本シリーズでは「負けないFXトレーダーを育てる」をコンセプトに、過去に為替トレーダーとして様々な失敗を経験してきた私が、どのように工夫して少しずつ上達していったのか体験談をお伝えしていきます。新人ディーラー(新人の個人投資家)にありがちな落とし穴と、その対策などを通じて、読者のみなさまの実力UPの参考にして頂ければ幸いです。

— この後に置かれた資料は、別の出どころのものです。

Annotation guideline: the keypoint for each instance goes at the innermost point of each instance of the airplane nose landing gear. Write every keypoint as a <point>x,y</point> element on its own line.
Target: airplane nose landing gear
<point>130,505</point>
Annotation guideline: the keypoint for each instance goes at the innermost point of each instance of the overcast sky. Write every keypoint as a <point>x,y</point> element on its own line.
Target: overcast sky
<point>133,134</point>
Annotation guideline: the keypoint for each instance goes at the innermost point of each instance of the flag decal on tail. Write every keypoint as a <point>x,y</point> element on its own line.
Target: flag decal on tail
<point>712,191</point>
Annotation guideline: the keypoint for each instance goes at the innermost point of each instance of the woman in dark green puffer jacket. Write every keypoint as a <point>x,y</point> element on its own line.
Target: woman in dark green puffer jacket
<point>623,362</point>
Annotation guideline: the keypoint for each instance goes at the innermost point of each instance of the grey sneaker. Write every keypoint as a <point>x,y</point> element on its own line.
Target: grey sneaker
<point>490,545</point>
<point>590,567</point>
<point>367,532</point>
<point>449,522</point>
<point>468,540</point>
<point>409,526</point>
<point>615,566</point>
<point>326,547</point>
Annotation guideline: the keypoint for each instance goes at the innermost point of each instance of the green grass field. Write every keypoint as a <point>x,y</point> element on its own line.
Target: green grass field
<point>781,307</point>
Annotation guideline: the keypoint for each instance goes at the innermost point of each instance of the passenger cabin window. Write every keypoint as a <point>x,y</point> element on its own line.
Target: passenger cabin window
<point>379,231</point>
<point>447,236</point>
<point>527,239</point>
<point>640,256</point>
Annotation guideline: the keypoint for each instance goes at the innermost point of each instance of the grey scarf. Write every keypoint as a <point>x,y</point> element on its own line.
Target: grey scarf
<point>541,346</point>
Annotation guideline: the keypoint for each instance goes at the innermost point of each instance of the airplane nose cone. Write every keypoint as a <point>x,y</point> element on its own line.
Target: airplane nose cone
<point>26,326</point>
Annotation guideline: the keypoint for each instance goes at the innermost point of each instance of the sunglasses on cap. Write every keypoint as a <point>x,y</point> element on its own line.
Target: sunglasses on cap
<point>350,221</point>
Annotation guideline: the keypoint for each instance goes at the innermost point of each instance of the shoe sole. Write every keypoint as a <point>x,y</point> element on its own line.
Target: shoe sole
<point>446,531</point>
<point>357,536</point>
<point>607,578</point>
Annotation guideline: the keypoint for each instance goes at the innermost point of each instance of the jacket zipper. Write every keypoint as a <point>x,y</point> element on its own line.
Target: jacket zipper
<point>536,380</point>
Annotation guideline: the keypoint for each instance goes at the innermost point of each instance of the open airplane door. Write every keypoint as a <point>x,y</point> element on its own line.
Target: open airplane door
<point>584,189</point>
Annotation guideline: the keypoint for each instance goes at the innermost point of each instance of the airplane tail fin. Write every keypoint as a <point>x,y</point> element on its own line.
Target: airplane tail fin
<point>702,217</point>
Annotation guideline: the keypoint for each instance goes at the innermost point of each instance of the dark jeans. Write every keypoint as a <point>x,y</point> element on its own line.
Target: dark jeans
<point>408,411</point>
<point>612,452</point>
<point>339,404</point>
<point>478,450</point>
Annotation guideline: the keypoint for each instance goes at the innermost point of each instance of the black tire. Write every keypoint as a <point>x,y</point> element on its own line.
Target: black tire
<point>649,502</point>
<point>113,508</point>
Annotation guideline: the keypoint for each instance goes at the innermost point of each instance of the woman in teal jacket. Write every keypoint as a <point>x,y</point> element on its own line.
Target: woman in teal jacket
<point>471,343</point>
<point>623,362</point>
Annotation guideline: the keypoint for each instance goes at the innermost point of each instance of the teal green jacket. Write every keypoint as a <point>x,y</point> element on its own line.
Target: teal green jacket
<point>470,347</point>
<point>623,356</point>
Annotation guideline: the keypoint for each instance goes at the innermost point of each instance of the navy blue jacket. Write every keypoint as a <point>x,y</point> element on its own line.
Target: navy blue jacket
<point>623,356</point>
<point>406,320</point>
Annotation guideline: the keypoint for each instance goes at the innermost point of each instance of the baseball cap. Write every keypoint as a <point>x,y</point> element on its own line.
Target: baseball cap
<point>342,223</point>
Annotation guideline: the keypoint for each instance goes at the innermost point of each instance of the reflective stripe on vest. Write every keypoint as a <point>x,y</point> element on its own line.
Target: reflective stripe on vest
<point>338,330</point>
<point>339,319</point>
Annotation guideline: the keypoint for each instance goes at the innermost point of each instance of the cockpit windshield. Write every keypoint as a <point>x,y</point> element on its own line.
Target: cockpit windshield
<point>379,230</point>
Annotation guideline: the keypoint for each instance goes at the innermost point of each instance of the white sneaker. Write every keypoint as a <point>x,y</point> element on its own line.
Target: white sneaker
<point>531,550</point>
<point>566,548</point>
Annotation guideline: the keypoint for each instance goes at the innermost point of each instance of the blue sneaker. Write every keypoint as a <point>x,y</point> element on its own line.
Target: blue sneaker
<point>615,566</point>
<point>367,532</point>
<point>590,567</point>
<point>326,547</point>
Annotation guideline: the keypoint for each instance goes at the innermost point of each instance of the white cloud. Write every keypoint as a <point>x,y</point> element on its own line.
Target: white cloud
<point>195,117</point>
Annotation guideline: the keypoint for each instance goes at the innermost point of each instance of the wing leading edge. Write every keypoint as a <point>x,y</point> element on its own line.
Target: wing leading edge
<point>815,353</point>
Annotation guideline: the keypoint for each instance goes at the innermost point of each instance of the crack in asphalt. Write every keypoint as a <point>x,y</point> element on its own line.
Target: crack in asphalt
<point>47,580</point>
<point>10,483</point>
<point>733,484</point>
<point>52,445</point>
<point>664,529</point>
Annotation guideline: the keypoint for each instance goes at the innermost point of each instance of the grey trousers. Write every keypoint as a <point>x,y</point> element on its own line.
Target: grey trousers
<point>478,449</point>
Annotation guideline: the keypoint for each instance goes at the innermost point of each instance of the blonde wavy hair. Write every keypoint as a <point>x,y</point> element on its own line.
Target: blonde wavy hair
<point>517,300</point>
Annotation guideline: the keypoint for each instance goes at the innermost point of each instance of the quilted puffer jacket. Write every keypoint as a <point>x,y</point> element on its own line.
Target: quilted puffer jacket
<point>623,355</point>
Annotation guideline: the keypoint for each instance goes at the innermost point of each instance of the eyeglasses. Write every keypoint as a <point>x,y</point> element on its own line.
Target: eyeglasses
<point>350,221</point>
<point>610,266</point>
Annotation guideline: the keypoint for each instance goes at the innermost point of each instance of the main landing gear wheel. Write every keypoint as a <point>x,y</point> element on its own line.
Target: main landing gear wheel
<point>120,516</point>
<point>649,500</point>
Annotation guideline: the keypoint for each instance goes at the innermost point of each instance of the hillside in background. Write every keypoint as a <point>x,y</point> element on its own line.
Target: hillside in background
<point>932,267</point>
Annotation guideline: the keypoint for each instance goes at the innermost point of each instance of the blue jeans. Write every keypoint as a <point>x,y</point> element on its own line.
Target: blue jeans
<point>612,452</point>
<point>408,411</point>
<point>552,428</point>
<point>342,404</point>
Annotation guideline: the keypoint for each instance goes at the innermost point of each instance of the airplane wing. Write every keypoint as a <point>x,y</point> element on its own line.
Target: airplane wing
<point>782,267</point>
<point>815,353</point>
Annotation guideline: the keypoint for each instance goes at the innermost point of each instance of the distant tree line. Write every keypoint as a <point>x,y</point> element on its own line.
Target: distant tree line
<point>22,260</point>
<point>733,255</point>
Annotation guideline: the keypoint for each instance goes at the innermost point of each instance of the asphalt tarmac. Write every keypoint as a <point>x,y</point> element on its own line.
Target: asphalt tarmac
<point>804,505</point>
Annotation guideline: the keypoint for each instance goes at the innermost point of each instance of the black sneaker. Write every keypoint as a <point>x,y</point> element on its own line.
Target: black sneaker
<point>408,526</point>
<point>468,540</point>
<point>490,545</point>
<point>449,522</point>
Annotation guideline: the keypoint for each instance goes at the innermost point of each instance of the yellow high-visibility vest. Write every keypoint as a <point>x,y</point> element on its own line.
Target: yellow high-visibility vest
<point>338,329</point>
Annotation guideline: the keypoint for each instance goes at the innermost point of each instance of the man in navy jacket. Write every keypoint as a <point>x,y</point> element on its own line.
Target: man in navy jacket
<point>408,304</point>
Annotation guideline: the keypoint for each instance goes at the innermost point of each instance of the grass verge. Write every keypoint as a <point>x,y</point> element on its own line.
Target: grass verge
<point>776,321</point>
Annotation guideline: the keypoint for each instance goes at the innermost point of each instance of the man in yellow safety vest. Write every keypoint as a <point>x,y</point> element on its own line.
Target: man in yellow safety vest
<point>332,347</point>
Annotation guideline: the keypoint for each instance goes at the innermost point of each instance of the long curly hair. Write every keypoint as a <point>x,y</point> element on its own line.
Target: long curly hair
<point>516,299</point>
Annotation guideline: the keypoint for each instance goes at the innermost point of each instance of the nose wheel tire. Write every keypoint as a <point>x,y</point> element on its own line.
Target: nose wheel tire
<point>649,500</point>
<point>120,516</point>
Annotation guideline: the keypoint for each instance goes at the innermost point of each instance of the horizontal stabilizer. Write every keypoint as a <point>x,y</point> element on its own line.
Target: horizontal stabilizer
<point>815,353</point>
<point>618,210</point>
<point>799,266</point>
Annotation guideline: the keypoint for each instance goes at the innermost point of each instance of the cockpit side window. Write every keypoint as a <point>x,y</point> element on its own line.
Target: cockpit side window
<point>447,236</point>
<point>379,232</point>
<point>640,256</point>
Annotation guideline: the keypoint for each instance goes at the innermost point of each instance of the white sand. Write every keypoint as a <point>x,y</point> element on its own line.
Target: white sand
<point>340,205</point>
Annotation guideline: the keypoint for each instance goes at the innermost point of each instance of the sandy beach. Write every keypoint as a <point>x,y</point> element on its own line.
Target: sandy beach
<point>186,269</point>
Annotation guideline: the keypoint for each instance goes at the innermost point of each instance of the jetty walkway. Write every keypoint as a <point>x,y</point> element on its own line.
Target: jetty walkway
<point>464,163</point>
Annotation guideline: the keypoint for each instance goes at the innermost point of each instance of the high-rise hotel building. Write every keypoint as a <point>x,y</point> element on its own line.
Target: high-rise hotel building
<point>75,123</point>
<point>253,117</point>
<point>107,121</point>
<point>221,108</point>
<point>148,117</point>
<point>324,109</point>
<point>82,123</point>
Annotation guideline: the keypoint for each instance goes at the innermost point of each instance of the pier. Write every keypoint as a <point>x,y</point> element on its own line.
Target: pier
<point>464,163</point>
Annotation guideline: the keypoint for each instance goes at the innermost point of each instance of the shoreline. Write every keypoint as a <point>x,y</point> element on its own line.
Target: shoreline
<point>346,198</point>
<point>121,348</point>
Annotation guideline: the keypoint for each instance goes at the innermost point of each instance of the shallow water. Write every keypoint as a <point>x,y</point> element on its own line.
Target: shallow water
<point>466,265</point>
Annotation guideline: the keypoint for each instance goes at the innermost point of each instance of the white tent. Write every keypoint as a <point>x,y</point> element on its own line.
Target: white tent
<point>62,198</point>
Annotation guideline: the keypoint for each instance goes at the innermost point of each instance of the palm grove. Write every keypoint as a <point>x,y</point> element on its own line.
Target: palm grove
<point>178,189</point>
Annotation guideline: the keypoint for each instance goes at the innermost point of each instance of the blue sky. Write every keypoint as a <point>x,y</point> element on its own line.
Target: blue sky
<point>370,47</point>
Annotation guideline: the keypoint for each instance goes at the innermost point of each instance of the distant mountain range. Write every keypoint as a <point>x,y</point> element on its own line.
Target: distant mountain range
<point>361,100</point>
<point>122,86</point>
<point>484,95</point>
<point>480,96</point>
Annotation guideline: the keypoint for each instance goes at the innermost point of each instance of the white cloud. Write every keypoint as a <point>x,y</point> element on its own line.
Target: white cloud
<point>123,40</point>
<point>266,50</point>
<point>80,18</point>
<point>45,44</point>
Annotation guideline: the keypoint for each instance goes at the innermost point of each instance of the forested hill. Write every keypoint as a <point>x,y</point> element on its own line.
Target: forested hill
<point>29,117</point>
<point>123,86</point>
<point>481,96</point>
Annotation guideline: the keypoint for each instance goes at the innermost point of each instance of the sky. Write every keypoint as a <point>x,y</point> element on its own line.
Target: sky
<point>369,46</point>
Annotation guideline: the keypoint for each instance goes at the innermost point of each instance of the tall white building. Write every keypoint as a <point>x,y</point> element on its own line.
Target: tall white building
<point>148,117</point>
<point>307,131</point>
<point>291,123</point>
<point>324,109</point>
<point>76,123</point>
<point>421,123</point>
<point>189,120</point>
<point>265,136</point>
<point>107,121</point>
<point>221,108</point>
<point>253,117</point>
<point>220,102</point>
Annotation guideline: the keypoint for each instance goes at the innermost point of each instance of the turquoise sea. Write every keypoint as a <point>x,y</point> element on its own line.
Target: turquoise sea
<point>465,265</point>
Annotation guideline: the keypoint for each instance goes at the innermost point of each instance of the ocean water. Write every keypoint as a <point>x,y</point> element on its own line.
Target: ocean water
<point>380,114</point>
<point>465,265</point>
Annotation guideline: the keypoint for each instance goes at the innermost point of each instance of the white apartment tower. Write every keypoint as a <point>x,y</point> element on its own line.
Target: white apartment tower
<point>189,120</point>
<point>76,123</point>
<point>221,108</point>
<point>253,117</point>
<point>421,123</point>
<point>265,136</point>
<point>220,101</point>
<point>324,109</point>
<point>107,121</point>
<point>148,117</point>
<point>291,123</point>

第15回目は「文系で体育会系の僕がデータ分析にチャレンジしたらFX攻略の糸口が見つかった話」です。早速みていきましょう。

目次

1.仕事ができなかった僕がシステムトレード部署に異動させられた話
2.データから傾向が見えてきた
3.その後にチャレンジした結果いろいろな事象が見えてきた話
4.僕がデータ分析に抵抗がある人に本当に伝えたいこと

1.仕事ができなかった僕がシステムトレード部署に異動させられた話

文系で体育会系の僕がメガバンクのトレーディング部門に移って丸一年が経過したある日のこと、システムトレード班への掛かり替えを命じられました。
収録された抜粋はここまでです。